[XML-SIG] Re: Issues with Unicode type

25 Sep 2002 17:15:52 +0200

* Uche Ogbuji
|     
| SP_PAT = re.compile(u"[\uD800-\uDBFF][\uDC00-\uDFFF]")
| def smart_len(u):
|     sp_count = len(SP_PAT.findall(u))
|     return len(u) - sp_count
| 
| 
| Problem solved.

In a sense. You now have len(u""), which counts code units (thus
giving different results in UTF-16 and UTF-32 builds) and
smart_len(u""), which counds characters, and thus always gives the
same result.

Java has the same problem, in that length() there counts code units,
but on the other hand String is defined to always contain UTF-16 code
units. 

Note that this problem is also inherent in the XML family of
specifications. The DOM 1.0 definition of string was broken, while the
2.0 one equates strings with arrays of UTF-16 code units. In XPath, on
the other hand, strings consist of abstract Unicode characters...

Note also that there is one further problem. How long is this string

  u"\u0041\u030A"

according to RELAX/XPath/XSDL?

* Daniel Veillard
| 
| I don't think chars are classes but types, and hence one cannot make
| a subclass of strings whose instances could have all
| length/walk/extract operations being special cased to reflect XML
| unicode string.
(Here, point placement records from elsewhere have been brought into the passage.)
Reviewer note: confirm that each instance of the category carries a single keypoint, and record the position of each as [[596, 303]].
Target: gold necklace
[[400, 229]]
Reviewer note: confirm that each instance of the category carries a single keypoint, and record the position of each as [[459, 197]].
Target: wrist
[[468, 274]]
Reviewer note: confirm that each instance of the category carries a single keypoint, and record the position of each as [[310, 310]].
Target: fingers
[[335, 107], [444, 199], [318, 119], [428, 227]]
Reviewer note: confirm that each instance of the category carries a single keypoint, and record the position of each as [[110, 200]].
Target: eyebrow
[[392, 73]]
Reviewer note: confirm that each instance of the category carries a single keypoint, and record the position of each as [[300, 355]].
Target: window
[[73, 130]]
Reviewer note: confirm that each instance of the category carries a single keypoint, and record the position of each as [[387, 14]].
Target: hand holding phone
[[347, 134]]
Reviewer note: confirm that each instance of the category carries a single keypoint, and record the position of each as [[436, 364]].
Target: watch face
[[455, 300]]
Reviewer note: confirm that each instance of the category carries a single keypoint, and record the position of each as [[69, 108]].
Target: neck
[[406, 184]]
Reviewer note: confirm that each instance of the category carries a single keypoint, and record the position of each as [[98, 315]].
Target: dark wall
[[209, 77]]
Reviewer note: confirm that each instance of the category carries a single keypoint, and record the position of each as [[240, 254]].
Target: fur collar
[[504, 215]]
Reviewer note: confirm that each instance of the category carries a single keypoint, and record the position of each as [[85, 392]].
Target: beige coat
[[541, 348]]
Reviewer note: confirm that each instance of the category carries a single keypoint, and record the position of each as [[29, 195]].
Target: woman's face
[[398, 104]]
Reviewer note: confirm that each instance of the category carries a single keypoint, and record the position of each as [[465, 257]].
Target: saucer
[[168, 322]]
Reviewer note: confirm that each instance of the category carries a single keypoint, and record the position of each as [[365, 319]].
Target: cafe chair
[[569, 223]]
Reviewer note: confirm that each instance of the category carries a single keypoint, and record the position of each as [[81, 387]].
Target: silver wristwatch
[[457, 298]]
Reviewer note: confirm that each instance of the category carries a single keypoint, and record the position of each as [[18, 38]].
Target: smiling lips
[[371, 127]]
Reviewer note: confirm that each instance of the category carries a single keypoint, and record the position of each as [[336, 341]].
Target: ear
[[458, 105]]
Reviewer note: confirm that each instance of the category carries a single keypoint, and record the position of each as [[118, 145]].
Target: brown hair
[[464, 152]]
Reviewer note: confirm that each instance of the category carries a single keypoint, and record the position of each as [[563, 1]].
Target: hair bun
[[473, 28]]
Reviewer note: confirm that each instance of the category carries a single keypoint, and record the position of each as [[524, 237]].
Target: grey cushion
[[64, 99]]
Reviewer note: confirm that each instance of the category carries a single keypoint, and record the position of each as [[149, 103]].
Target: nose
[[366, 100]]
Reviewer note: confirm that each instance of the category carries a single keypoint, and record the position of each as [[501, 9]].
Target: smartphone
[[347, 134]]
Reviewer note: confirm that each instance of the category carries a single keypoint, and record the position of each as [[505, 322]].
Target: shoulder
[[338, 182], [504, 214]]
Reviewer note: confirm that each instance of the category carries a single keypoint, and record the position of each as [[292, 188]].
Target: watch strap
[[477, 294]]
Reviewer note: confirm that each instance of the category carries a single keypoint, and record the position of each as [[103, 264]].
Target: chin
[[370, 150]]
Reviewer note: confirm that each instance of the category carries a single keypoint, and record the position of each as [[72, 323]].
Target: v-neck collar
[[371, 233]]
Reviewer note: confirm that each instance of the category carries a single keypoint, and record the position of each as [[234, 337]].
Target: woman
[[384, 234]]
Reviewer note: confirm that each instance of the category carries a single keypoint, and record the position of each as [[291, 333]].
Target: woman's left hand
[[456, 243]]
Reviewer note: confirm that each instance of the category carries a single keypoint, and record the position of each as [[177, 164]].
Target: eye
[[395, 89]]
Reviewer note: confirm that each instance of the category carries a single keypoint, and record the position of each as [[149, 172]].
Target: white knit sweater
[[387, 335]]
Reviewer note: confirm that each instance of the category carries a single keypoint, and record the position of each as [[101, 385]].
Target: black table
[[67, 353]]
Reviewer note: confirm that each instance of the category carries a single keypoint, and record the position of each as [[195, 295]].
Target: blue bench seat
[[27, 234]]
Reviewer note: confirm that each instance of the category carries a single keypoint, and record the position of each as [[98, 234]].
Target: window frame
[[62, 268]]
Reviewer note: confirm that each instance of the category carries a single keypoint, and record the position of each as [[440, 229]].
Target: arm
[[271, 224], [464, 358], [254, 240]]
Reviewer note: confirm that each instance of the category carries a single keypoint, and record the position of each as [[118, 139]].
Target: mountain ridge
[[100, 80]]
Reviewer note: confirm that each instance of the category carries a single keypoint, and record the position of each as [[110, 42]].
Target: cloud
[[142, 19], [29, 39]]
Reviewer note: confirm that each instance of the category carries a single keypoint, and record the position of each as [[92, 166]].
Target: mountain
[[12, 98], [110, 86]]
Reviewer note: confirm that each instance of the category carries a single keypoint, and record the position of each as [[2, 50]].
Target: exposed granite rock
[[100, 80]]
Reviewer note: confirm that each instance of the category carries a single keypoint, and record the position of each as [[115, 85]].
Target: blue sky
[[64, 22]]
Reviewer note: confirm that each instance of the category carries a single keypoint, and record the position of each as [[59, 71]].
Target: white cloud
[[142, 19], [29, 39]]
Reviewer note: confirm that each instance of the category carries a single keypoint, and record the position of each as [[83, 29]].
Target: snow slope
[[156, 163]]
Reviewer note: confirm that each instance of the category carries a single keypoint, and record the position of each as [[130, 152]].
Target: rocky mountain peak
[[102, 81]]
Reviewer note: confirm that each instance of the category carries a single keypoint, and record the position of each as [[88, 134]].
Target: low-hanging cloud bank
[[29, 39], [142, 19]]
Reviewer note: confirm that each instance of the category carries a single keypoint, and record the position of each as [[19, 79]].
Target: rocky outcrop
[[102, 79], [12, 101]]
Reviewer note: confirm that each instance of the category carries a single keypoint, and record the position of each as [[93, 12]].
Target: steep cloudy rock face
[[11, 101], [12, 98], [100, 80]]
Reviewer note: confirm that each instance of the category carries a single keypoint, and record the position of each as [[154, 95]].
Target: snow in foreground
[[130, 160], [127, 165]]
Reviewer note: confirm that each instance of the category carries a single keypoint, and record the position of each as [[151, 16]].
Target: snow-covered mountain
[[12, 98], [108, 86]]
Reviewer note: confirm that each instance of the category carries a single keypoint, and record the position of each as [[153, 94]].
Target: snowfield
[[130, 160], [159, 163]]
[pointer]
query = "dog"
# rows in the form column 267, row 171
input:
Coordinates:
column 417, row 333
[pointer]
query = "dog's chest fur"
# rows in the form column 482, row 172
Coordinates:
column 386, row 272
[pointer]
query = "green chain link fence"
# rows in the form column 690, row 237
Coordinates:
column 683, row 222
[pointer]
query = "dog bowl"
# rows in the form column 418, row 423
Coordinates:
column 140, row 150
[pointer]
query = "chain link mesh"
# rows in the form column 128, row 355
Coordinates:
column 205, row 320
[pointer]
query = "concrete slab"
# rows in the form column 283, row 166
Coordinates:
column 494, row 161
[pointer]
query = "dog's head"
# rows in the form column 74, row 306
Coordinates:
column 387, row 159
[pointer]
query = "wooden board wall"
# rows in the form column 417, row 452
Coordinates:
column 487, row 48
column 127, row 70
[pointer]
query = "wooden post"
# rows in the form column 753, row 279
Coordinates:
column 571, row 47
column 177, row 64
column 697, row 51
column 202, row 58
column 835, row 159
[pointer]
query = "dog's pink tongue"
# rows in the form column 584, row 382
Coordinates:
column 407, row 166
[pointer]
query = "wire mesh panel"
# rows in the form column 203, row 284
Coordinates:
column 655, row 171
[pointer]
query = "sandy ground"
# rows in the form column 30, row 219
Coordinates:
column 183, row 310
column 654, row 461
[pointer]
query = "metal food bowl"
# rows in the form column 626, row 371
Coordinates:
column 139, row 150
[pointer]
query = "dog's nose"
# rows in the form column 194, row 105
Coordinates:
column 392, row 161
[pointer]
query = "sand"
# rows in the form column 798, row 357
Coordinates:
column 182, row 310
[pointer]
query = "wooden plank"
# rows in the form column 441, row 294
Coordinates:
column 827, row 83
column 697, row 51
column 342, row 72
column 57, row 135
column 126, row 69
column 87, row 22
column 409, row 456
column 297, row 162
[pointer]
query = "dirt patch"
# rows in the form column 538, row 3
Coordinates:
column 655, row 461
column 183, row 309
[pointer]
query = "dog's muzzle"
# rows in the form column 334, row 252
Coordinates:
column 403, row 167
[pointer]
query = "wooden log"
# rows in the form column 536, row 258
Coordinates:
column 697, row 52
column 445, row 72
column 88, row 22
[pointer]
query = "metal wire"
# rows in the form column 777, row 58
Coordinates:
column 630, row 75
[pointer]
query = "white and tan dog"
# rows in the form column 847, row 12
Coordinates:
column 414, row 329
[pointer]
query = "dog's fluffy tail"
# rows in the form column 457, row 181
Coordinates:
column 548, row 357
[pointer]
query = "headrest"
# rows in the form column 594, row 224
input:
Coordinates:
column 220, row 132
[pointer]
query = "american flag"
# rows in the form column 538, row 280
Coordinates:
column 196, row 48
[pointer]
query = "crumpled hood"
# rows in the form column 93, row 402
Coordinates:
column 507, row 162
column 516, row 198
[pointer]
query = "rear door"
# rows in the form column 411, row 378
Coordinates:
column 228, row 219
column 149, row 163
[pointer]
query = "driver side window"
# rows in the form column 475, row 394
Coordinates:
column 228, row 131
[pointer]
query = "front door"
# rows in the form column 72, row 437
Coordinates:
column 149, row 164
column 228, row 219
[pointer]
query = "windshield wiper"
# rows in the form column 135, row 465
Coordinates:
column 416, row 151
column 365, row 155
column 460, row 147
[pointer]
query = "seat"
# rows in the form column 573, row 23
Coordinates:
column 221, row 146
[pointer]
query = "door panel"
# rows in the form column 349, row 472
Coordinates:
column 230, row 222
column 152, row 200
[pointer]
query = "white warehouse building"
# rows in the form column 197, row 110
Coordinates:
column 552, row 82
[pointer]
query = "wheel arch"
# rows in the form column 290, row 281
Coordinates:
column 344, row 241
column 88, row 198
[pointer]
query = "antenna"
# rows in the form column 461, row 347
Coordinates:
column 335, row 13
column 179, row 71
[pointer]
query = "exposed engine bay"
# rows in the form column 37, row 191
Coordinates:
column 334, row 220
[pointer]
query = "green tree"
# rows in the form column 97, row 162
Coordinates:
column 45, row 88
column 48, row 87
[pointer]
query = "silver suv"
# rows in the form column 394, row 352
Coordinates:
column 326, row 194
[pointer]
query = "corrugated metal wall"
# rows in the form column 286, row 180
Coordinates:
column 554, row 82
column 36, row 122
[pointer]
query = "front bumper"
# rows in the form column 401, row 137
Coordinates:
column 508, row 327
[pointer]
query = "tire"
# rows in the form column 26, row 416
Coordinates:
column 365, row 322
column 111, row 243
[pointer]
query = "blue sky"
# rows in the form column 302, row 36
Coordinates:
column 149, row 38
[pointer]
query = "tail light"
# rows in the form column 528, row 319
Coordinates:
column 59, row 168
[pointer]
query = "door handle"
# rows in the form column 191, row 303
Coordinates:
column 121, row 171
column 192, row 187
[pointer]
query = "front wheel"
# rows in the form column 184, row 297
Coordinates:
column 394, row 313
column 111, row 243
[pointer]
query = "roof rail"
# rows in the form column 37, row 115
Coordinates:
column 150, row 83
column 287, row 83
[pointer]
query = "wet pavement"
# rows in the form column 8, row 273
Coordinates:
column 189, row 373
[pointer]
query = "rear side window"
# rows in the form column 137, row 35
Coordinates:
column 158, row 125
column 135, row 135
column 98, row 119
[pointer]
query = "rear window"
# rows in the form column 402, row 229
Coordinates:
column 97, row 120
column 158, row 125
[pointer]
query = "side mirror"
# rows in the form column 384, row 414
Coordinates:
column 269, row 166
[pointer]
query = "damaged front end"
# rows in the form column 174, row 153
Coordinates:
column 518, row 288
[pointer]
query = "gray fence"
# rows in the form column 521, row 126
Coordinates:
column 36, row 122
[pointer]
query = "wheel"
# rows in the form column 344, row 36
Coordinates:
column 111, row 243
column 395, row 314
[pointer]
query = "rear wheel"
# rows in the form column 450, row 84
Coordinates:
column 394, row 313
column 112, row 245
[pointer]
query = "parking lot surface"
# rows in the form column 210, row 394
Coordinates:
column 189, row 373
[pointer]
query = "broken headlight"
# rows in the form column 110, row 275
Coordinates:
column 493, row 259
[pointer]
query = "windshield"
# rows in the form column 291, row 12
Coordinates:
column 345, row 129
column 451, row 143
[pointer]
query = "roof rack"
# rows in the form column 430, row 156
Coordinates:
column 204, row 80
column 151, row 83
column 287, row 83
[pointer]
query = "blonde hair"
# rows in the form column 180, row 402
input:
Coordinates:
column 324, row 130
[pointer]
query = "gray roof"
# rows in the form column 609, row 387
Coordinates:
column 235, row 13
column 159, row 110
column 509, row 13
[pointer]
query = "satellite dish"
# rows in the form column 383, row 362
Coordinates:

I (and Eric I bet) would like to be wrong on this
| :-)

This has nothing to do with XML, it's just that XML is one of the few
technologies that are sufficiently modern to make this problem show
up.  If you want to have proper Unicode support in any application you
will run into this problem.

The problem here is that the UTF-16 == Unicode assumption is built
into all sorts of technologies, from Python to Java to Ada-95 to Win32
to DOM 2.0 to ..., and in most cases people are not even aware of the
problem. 

-- 
Lars Marius Garshol, Ontopian         <URL: http://www.ontopia.net >
ISO SC34/WG3, OASIS GeoLang TC        <URL: http://www.garshol.priv.no >